To illustrate further about pointer address, consider the following example,

void incr(char *ptr) {
    #pragma HLS interface argument(ptr) type(axi_initiator) ptr_addr_interface(axi_target)
    for (int i = 0; i < 10; i++) {
        *ptr = *ptr + 3;
        ptr++;  // Increment the pointer by 1 byte.
    }
}

In this example, when we start the incr hardware block, we need to pass the base pointer address using the AXI4 target interface, as specified by the ptr_addr_interface(axi_target). Assuming we write a base address of 0xFFFF0000 to the AXI4 target interface, then this module will read the data, increment by 3, and write back new data, for each of the ten char from memory address 0xFFFF0000 to 0xFFFF0009.

The num_elements option is only available for array type arguments. The array size can be specified or overridden (over the declared size in C++) by specifying the num_elements option. This option is needed by the 3.5.1.7 Simulate HLS Hardware (SW/HW Co-Simulation) feature to know the size of the external memory to be modelled in the simulation testbench; this option does not affect the HLS-generated RTL/circuit.

Important:

AXI4 initiator burst support is currently a beta feature in SmartHLS, and is under active development. Data transfer throughput will be improved and additional features will be added in subsequent SmartHLS releases.

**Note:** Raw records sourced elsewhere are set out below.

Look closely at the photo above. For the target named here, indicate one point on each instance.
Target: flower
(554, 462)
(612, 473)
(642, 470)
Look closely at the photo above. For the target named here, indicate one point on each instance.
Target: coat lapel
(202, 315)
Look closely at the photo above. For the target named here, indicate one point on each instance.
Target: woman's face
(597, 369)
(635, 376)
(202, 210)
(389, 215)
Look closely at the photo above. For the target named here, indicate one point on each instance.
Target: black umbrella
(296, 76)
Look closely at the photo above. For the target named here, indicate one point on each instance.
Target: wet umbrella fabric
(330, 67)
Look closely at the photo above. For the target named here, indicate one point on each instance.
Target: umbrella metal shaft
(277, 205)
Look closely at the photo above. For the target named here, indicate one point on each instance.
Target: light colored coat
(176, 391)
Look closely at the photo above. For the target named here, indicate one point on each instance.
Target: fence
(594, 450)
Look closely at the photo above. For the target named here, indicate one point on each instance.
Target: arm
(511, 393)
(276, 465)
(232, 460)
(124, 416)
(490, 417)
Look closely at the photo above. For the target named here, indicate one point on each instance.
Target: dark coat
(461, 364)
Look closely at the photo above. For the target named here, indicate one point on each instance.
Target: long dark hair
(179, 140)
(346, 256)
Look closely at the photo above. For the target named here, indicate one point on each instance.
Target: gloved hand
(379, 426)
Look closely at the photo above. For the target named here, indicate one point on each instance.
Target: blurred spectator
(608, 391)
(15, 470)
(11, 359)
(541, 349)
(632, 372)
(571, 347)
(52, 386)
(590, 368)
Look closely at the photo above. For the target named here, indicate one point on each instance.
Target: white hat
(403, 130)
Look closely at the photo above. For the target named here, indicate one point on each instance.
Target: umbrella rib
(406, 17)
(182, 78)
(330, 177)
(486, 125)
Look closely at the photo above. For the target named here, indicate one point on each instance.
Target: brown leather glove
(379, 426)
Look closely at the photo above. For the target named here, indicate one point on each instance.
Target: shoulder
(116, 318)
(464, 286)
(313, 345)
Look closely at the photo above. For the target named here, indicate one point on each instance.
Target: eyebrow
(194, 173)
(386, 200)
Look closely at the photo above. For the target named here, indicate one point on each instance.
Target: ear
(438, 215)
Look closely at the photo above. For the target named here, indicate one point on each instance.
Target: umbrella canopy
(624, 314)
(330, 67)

By default, each read or write to an AXI4 initiator pointer argument in the C++ will become a non-burst AXI4 transaction. However, when the read or write is inside a loop, SmartHLS can detect when a burst transaction can be used instead, and SmartHLS will combine the reads or writes that occur over multiple loop iterations into an AXI4 burst transaction. In order to use a loop to infer an AXI4 burst transfer, the loop should have the following properties:

  • The loop should be pipelined (see 3.5.1.8 Loop Pipelining).
  • The loop bound should be known before the loop executes.
  • The loop should have no more than 1 read and no more than 1 write to AXI4 initiator pointer arguments.
  • The addressing for the reads and writes should be incrementing by 1 word per loop iteration.
  • The reads and writes should not be inside conditional statements.
If the user expects a burst read or write to an AXI4 initiator pointer argument, they can use the max_burst_len option in the interface pragma to specify the burst length to use when doing a burst read or write transaction for that argument. If the max_burst_len is unspecified, SmartHLS will use a default value of 16. An example of using a loop that meets all the criteria to infer an AXI4 initiator burst is shown below:
#define NUM_ELEMENTS 1000

void init_array(int *out_array) {
#pragma HLS function top
// In the interface argument, set the max burst length to 64
#pragma HLS interface argument(out_array) type(axi_initiator)                  \
    ptr_addr_interface(axi_target) num_elements(NUM_ELEMENTS)                  \
        max_burst_len(64)
// Burstable
#pragma HLS loop pipeline
    for (unsigned idx = 0; idx < NUM_ELEMENTS; ++idx) {
        out_array[idx] = idx;
    }
}
An example of loops that do not meet the burst criteria (and will produce warnings if pipelined) is shown below:
#define NUM_ELEMENTS 1000

void init_array(int *out_array) {
#pragma HLS function top
// In the interface argument, set the max burst length to 64
#pragma HLS interface argument(out_array) type(axi_initiator)                  \
    ptr_addr_interface(axi_target) num_elements(NUM_ELEMENTS)                  \
        max_burst_len(64)

// Not burstable - two writes per iteration
#pragma HLS loop pipeline
    for (unsigned idx = 0; idx < NUM_ELEMENTS / 2; ++idx) {
        out_array[idx] = idx;
        out_array[idx * 2] = idx + 1;
    }

// Not burstable - address is not incrementing by one
#pragma HLS loop pipeline
    for (unsigned idx = 0; idx < NUM_ELEMENTS / 2; ++idx) {
        out_array[idx * 2] = idx + 1;
    }

// Not burstable - write is inside conditional code
#pragma HLS loop pipeline
    for (unsigned idx = 0; idx < NUM_ELEMENTS; ++idx) {
        if (idx % 10)
            out_array[idx] = idx;
    }
}

SmartHLS also supports allowing multiple AXI4 Initiator burst requests to be left outstanding without stalling the accelerator. By sending more burst requests in advance, the AXI4 target can have more time to respond, potentially reducing the time the SmartHLS accelerator needs to wait. Using this feature infers internal FIFOs in the design, of size max_ouststanding_<reads/writes> * addr_size for the ARADDR and AWADDR channels and max_outstanding_<reads/writes> * max_burst_len * word_size for RDATA and WDATA channels. The max_burst_len and max_outstanding_<reads/writes> can be set separately for input and output AXI4 Initiator arguments, allowing the user to optimize their read and write burst transactions separately. An example of how to use the interface pragmas to specify this behaviour is shown below. In this example, addr_size depends on the AXI4 interface address width (SmartHLS will generate an interface with address width 64), and word_size depends on the argument type (in this case since the argument is an int pointer, the word size is 32.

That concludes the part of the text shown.